- Born: 1 January 1949 (age 77) Wales
- Education: University of Bristol
- Occupations: Actress; singer; politician;
- Political party: Plaid Cymru
- Spouse: Chris Langham (divorced)
- Children: 3

= Sue Jones-Davies =

Welsh singer and actor

Sue Jones-Davies (born 1 January 1949) is a Welsh actress, singer and local politician. She played Judith Iscariot in the film Monty Python's Life of Brian (1979) and was Mayor of Aberystwyth from 2008 to 2009.

==Early life and education==
Sue Jones-Davies was born on 1 January 1949 in Wales. She lived in Dinas Cross, Pembrokeshire. She is a graduate of the University of Bristol.

==Acting==
Jones-Davies worked in London theatre for several years. She appeared in the original London production of Jesus Christ Superstar. Other credits include Monty Python's Life of Brian, Radio On, Rock Follies, French and Saunders, Victoria Wood As Seen On TV and Brideshead Revisited. Her role in Rock Follies of '77 earned her a chart hit single with "O.K?" in partnership with Julie Covington, Rula Lenska and Charlotte Cornwell, reaching no.10 in June 1977. In August 1976, Jones-Davies was shortlisted for the part of Leela in the long running BBC series Doctor Who, but lost out to Louise Jameson for the role.

In the 1970s she was singer in The Bowles Brothers Band. She sings in the Welsh-language acoustic band Cusan Tan along with Annie Jones. She is also a regular performer on Welsh-language television. In 1981, she played in The Life and Times of David Lloyd George as Megan Lloyd George, the prime minister's daughter. She appeared in The Theory of Flight (1998), alongside Kenneth Branagh and Helena Bonham Carter, Solomon and Gaenor (1999) and voiced the part of Sian in animated film Y Mabinogi (2003).

==Later career==
In 2008, she became a Plaid Cymru town councillor in Aberystwyth. Between June 2008 and May 2009, she was Mayor of Aberystwyth.

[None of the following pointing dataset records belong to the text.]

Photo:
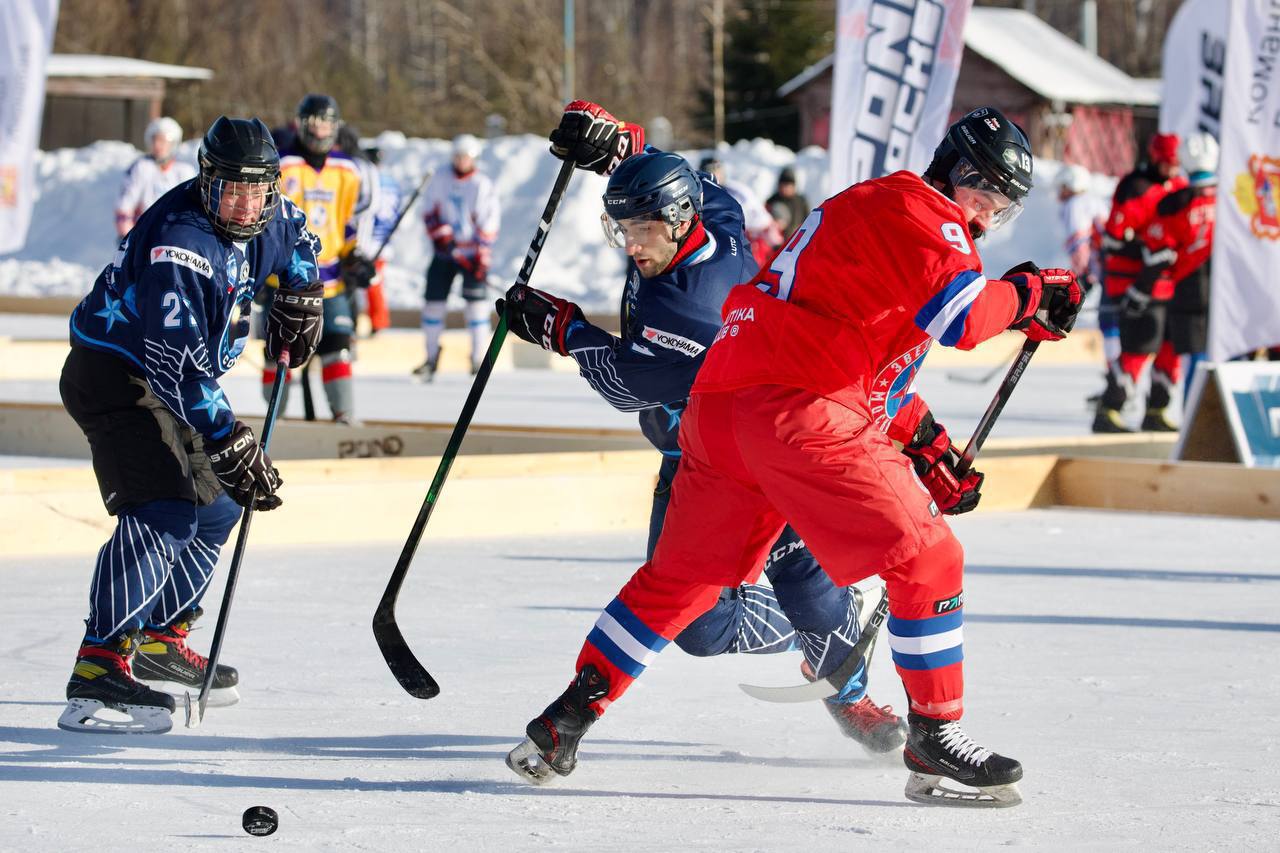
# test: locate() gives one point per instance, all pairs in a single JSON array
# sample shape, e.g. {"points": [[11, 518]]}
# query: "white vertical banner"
{"points": [[895, 73], [1244, 291], [26, 39], [1192, 67]]}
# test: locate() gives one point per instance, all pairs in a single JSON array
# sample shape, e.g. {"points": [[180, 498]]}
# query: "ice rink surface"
{"points": [[1127, 661]]}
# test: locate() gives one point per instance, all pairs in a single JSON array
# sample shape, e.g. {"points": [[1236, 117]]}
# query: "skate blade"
{"points": [[83, 715], [928, 789], [526, 762], [218, 697]]}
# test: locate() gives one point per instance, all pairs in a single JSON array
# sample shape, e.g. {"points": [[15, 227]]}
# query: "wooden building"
{"points": [[1074, 105], [91, 97]]}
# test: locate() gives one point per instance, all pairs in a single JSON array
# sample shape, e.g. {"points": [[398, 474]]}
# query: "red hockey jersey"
{"points": [[853, 302]]}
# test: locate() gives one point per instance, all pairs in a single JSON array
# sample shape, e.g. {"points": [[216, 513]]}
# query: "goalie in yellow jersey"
{"points": [[324, 182]]}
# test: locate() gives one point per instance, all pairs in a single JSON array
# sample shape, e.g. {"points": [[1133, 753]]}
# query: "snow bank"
{"points": [[72, 232]]}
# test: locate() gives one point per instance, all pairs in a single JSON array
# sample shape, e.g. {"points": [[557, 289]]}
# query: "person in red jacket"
{"points": [[794, 418], [1125, 256], [1179, 242]]}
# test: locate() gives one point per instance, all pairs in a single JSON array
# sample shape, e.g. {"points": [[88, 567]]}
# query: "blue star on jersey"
{"points": [[169, 300], [213, 402], [112, 311]]}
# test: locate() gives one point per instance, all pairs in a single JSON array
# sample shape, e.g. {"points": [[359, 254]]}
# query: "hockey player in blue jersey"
{"points": [[163, 322], [686, 246]]}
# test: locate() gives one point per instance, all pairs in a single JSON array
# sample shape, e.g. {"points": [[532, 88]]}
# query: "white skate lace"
{"points": [[961, 744]]}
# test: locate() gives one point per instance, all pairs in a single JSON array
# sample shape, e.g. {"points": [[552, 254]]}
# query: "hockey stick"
{"points": [[835, 682], [407, 670], [195, 716]]}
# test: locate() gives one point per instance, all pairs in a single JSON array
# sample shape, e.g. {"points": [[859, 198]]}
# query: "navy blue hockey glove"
{"points": [[935, 463], [592, 138], [539, 318], [295, 323], [357, 272], [245, 469]]}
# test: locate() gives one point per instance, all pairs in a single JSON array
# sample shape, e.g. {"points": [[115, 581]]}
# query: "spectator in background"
{"points": [[1179, 246], [1084, 218], [461, 218], [1125, 256], [152, 174], [760, 229], [787, 206]]}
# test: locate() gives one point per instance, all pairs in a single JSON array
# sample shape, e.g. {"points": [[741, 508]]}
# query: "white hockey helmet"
{"points": [[1198, 158], [466, 146], [1073, 178], [165, 127]]}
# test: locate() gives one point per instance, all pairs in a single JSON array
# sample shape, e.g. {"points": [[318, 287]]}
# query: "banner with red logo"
{"points": [[1244, 300], [896, 68], [26, 39]]}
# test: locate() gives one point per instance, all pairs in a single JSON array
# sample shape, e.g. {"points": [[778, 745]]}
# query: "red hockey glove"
{"points": [[1048, 301], [592, 138], [935, 461], [539, 318]]}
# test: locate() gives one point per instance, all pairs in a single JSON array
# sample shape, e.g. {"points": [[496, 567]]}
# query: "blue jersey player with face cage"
{"points": [[163, 322], [686, 246]]}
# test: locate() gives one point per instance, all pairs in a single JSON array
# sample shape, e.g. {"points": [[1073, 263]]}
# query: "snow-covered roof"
{"points": [[96, 65], [1036, 55], [1047, 62]]}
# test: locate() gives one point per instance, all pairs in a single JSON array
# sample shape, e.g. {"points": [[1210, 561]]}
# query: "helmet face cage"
{"points": [[214, 186], [964, 174]]}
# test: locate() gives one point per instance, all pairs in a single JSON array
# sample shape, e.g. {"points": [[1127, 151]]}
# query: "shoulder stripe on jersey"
{"points": [[942, 316]]}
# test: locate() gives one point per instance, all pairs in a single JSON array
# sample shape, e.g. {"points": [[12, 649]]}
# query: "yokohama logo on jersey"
{"points": [[183, 258], [672, 341]]}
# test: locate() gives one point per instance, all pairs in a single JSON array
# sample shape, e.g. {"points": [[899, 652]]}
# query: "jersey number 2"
{"points": [[782, 272]]}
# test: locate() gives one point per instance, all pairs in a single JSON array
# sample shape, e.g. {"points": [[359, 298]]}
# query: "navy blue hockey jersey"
{"points": [[176, 301], [667, 323]]}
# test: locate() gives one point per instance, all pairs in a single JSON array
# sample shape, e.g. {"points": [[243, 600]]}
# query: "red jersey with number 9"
{"points": [[853, 302]]}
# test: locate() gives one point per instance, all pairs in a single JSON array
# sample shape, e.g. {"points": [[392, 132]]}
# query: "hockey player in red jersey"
{"points": [[794, 416], [1168, 304], [1133, 208]]}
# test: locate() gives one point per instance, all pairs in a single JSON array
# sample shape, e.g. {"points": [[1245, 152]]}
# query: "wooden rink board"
{"points": [[58, 511]]}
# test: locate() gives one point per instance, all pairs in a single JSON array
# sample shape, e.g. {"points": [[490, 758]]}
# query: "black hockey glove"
{"points": [[295, 323], [539, 318], [1048, 301], [357, 272], [245, 469], [935, 463], [592, 138]]}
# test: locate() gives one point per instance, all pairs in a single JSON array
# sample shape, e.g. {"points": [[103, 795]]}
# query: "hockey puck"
{"points": [[260, 820]]}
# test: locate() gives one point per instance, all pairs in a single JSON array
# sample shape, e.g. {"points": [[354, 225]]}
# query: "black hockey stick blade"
{"points": [[196, 715], [400, 657], [835, 682]]}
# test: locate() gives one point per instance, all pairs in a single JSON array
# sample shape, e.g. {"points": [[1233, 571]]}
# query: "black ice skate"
{"points": [[552, 739], [938, 749], [167, 661], [101, 688]]}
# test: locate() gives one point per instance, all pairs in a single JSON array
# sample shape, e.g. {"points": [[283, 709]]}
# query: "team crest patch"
{"points": [[895, 384], [182, 258]]}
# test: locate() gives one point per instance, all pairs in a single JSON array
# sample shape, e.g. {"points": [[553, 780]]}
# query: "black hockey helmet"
{"points": [[238, 151], [986, 151], [314, 109], [658, 186]]}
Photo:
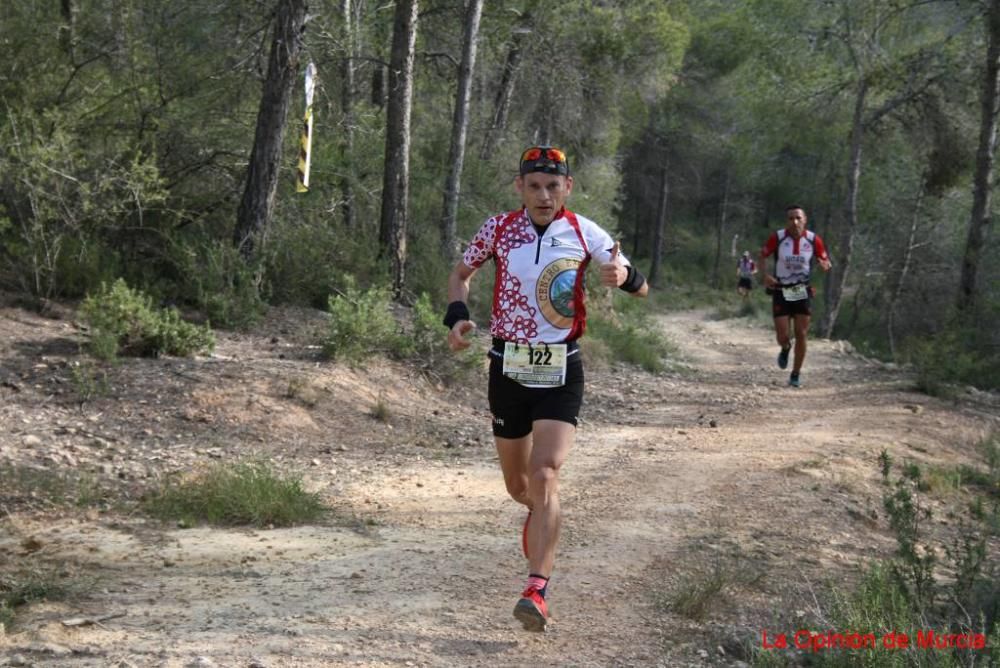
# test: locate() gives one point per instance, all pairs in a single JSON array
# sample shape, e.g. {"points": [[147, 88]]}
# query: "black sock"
{"points": [[533, 578]]}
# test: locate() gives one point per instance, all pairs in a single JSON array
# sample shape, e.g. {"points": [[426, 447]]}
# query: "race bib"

Upon taking the office, she was informed that the town had banned Life of Brian and prohibited it for nearly 30 years because of her nude scene. It subsequently emerged that although Ceredigion county councillors had reviewed the film in 1981, and found parts "quite unacceptable", they did not officially ban it. She sponsored a charity screening of Life of Brian. In July 2008, Jones-Davies was interviewed on BBC Radio Wales and BBC Radio 2 about the film and its status in Aberystwyth. She was also profiled on BBC Radio 4's Woman's Hour. The film was screened on 28 March 2009 at the Aberystwyth Arts Centre. It was attended by cast members and the co-writers of the film, Michael Palin and Terry Jones. The event was broadcast on BBC One on 12 May 2009 as a documentary titled Monty Python in Aberystwyth: A Mayor and Two Pythons.

==Personal life==
She met the actor and writer Chris Langham, then a fellow student whilst studying at Bristol University. They married soon after graduation and lived in London. They later separated and divorced; Jones-Davies then moved to Aberystwyth with her three sons.

==Honours==
- Honorary Bachelor of Arts from the Aberystwyth University in 2018.